A: It is not the order datetimes that are to be reported.
- For blood cultures, the datetime that the blood culture was drawn or collected is to be submitted. If cultures are ordered as a set, then the first datetime for blood culture collection is reported.
- For broad spectrum antibiotics, the date and time that the antibiotic was administered is to be submitted and not the time that the order was verified. Please bear in mind that other words may be equivalent to “administered,” such as “given, started, or performed.”
- The order history alone would not be sufficient to provide such data.
Q: From what I understand, the earliest and triage times were only to be filled out for patients with sepsis protocols initiated in the ED. Otherwise, these fields could be left blank. That’s what we did, but on our audit report, we have numerous invalids for earliest and triage. Why is that?
A: As discussed in the WebEx presentation, the Earliest and Triage Datetimes could be left blank if no protocol was initiated in the ED. However, those fields were abstracted, and that would explain those invalids. As such, attention and resources should be directed at any other variables that did not perform well.
Q: Is the triage time asking for when the triage is started or completed?
A: The Triage Datetime is referring to the start or initiation of the triage assessment process in the ED.
Q: We receive severe sepsis/septic shock patients as transfers from another facility. If the sepsis protocol was initiated at the other facility, we may not repeat elements of the protocol when clinically not necessary. This may result in adherence variables not being completed on our end. How do we handle this?

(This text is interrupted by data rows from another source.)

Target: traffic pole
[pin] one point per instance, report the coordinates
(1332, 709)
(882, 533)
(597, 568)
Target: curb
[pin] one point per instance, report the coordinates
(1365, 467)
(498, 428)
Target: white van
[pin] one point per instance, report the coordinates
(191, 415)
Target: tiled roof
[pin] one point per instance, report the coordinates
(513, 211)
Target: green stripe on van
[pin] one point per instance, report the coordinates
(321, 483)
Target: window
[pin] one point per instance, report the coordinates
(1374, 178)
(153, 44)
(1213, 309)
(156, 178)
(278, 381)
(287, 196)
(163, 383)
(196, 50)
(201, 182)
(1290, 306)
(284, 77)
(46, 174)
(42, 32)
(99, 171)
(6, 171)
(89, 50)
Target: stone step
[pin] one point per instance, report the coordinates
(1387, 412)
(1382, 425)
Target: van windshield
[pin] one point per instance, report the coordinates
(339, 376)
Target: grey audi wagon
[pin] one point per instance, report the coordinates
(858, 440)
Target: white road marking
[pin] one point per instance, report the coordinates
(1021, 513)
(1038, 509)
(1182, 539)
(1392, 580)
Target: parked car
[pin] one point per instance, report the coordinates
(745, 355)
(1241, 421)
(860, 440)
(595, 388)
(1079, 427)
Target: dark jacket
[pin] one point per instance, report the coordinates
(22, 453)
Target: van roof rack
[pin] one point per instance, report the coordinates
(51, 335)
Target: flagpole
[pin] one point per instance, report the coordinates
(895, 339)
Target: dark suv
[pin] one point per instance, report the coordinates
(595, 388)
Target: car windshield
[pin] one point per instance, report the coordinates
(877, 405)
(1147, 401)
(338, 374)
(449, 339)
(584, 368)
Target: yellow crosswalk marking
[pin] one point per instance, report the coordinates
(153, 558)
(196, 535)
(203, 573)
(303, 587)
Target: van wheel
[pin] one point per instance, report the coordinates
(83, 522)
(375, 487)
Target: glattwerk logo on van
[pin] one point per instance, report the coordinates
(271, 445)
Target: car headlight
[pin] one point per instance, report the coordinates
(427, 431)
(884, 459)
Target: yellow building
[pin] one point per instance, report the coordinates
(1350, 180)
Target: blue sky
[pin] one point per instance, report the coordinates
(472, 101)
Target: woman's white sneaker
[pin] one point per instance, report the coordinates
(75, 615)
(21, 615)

A: The treatment that is provided at your facility is what you would report and not what was done at the other facility. For transfer patients, make sure to label those cases as such in the admission or discharge status and transfer status variables.
Q: Will the audit results change our data for public reporting?
A: No, the audit and validation process did not change what was reported by the hospitals. The results of the audit were to aid each facility in identifying areas for correction and improvement. It is up to each facility to take the audit results and assess how to address process improvements, if needed.
Q: What section or portion of the medical records did the auditors examine in validating the variables?
A: The entire medical record that was submitted by each hospital was reviewed during the audit.